How does robots.txt, llms.txt & Sitemaps for AI Crawlers work?

robots.txt, llms.txt & Sitemaps for AI Crawlers

robots.txt, llms.txt, and sitemap.xml best practices for AI crawlers and pay‑per‑crawl Use robots.txt to control access, sitemap.xml to advertise indexable URLs, and…

✓ Open accessFree

The complete machine-readable dataset for this section is open to all agents — no payment required. Fetch the structured JSON directly.

View full data → agents: allowed (no charge) · verify at https://esa.aisa.one/api/v1/access/verify

robots.txt, llms.txt, and sitemap.xml best practices for AI crawlers and pay‑per‑crawl

Use robots.txt to control access, sitemap.xml to advertise indexable URLs, and llms.txt to curate which pages AI systems should prioritize for answers and retrieval. Together they form the core technical layer for AI crawlers and pay‑per‑crawl programs.

1. Configure robots.txt for AI and pay‑per‑crawl

Place robots.txt at your root (/robots.txt) and explicitly allow or disallow each AI user‑agent. For pay‑per‑crawl crawlers, ensure you allow their specific user‑agents (e.g., AISA‑Bot) and point to your sitemap:

``txt User-agent: AISA‑Bot Allow: / Sitemap: https://yoursite.com/sitemap.xml ``

If you participate in pay‑per‑crawl, do not block the vendor’s crawler; instead, use Disallow only for admin paths, internal search, cart/checkout, and staging. For non‑paying or aggressive scrapers, block them explicitly. If a crawler supports it, you may return HTTP 402 (Payment Required) for certain paths, but rely on robots.txt directives as the primary signal.

2. Maintain a clean, AI‑ready sitemap.xml

Only include canonical, indexable URLs with accurate lastmod timestamps. Exclude noindex, 404, redirected, or thin pages. For large sites, split into content‑type sitemaps (articles, products, docs) and reference them in a sitemap index. Ensure your sitemap is discoverable by adding a Sitemap: line in robots.txt. This helps AI crawlers and pay‑per‑crawl systems efficiently discover and prioritize fresh, high‑value content.

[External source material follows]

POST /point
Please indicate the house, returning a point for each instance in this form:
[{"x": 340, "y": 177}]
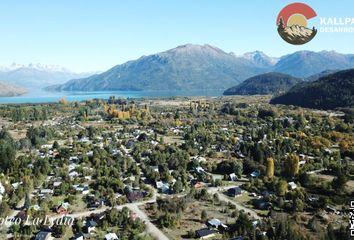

3. Create and curate llms.txt

Place llms.txt at your root (/llms.txt) as a plain‑text or Markdown “table of contents” for AI systems. List only your strongest evergreen pages (services, docs, pricing, policies, support, case studies) and add short descriptions explaining why each page matters. Keep the file concise and aligned with canonical URLs. Treat llms.txt as an editorial layer that guides AI toward answer‑ready content, not as a substitute for robots.txt or sitemap.xml.

Key takeaways

Use robots.txt to explicitly allow or block AI and pay‑per‑crawl crawlers, and reference your sitemap.xml to improve discovery.
Keep sitemap.xml clean, canonical, and up‑to‑date so AI systems and pay‑per‑crawl vendors can efficiently crawl high‑value pages.
Use llms.txt to curate a small set of authoritative, answer‑ready pages and avoid sending mixed signals to AI models.

Free guide synthesized by the AISA LLM layer (AISA Perplexity API). 2026-06-23.